We learn that "practically 36 per cent of the total number of clothing workers in New York are organized; while 80 per cent of the cutters are members of the cutters' union. Of the organized workers, about 60 per cent are Russian and Polish Hebrews, 30 per cent Italians, and 10 per cent persons of other races including foreign and native-born." To understand the meaning of these percentages, we must compare them with the percentage of organized workers in all industries. The total number of male industrial wageearners in the United States at the census of 1900 can be estimated at 8,600,0002; since very few women are affiliated with labor organizations the number of males alone need be taken into consideration in computing the percentage of organized workers. The increase of the population of the United States from 1900 to 1910 was 21 per cent. The number of male industrial wage-earners in 1910 can accordingly be estimated at 10,400,000, and the proportion of organized workingmen in all industries at 25 per cent.
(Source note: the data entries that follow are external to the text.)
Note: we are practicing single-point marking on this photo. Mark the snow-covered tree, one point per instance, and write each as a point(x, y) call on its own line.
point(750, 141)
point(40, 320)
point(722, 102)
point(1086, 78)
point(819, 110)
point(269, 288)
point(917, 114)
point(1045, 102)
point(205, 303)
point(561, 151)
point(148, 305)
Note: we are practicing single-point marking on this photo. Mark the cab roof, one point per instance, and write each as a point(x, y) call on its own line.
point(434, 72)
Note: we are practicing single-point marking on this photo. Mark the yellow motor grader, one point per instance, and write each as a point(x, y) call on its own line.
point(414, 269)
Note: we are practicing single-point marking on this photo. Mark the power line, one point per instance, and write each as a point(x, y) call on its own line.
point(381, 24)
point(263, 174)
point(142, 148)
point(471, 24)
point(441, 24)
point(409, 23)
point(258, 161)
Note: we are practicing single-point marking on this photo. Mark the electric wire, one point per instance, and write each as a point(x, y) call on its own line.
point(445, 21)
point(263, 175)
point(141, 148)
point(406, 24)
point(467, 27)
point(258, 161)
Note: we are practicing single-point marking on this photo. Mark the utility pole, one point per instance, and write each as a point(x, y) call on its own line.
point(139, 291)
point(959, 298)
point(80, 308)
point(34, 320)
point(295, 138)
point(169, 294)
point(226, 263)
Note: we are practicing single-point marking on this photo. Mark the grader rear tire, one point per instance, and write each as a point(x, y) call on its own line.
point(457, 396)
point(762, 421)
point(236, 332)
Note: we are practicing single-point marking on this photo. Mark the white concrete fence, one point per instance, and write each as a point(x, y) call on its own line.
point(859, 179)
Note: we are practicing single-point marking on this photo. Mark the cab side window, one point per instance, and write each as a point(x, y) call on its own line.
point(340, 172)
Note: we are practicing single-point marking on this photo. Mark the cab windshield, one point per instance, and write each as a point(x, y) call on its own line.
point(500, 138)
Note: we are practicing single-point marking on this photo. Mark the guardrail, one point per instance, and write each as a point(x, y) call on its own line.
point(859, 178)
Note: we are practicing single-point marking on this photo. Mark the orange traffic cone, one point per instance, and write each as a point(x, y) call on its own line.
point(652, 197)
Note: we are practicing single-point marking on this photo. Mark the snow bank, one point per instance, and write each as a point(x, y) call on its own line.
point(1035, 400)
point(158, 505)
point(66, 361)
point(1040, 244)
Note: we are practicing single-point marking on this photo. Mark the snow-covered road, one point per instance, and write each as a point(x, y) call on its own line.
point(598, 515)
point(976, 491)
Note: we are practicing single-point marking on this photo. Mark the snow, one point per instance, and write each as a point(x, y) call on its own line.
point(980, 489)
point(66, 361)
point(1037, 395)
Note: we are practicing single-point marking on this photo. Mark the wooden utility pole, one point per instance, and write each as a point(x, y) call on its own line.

Thus while, on an average, only 25 per cent of all male wage-earners in the United States were affiliated with labor organizations, among the clothing workers in New York City 36 per cent were organized, all but one tenth of the organized workers being Russian and Polish Hebrews and Italians. Of the most skilled among them, the cutters, 80 per cent were members of their union, i.e., relatively thrice as many as in all industries of the country at large.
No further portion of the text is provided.